The SNP MSP said the response by Chief Executive of East Dunbartonshire Council Gerry Cornes to her request that traffic lights be re-instated urgently at the Catherine Street junction in Kirkintilloch has been “extremely disappointing”.

The SNP MSP wrote to the council boss on behalf of many constituents who she said are worried about the safety aspects for pedestrians and motorists at the shared space scheme the length of Cowgate which is still under construction.

Ms Mackay said: “I wrote to the Chief Executive to ask for the traffic lights to be re-instated at their original location at the Catherine Street junction as a matter of urgency.

“However, his reply did not address any of the concerns I raised and instead he justified the actions taken so far by the council.

“It seems the council – led by a Labour/Tory administration – is unwilling to listen to suggestions which residents are making and are determined to railroad this junction re-design through, regardless of public opinion.

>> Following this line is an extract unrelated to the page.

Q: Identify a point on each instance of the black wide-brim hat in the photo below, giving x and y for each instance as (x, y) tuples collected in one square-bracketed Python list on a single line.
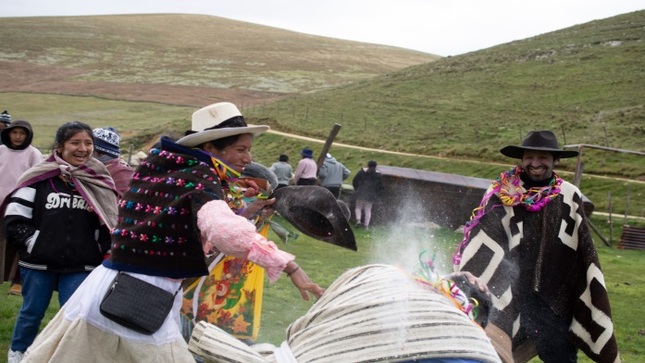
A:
[(314, 211), (538, 141)]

“I now plan to write to Rhondda Geekie, as an elected member and leader of the administration, to ask if she will instruct the officers to reinstate the lights, and if that is not possible, I will ask her how she intends to address the problem highlighted by the residents of Kirkintilloch.”

The MSP’s stance has been welcomed by campaigners. Thousands of local people have been protesting against the council’s Cowgate works, which began in February this year.

They say they fear for the safety of pedestrians, particularly disabled people, blind people, the lederly and children.

The Herald contacted the council over Ms Mackay’s latest concerns and are awaiting its response.